The first and second elements are added nicely, but when the third element is added, the preceding definition (4,7) has a comma and is interpreted as separate arguments to define. We're having fun now!

Here's a more concise version, but it has the same problem:

define(`append',`define(`mylist',ifdef(`mylist',mylist`,$1',`$1'))')

After many attempts with different quote placement, I found a solution with changequote. changequote lets you define different quote characters, and in this case we can use it to make that comma-separated list look like a single argument to define:

define(`append',`define(`mylist',ifdef(`mylist',`[changequote([,])mylist[,$1]changequote(`,')]',[$1]))')

With output:

...
m4trace:stdin:7: -1- id 13: define(`mylist', `[4,7,2]') -> ???
...

Success, although our list is now wrapped in [ and ], which will require unwrapping later.
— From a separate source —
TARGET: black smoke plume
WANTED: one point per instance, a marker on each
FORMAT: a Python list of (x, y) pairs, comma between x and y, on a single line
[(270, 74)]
Problem: passing a comma-separated list as one argument or n arguments

Let's try passing our new, bracket-wrapped list to our 'double' macro from earlier. Another temporary changequote is required to strip the brackets off:

define(`append',`define(`mylist',ifdef(`mylist',`[changequote([,])mylist[,$1]changequote(`,')]',[$1]))')
append(4)
append(7)
append(2)

debugmode(V)
define(`double',`ifelse($#,0,,$#,1,`eval($1 * 2)',`eval($1 * 2),double(shift($@))')')
double(changequote([,])mylist[]changequote(`,'))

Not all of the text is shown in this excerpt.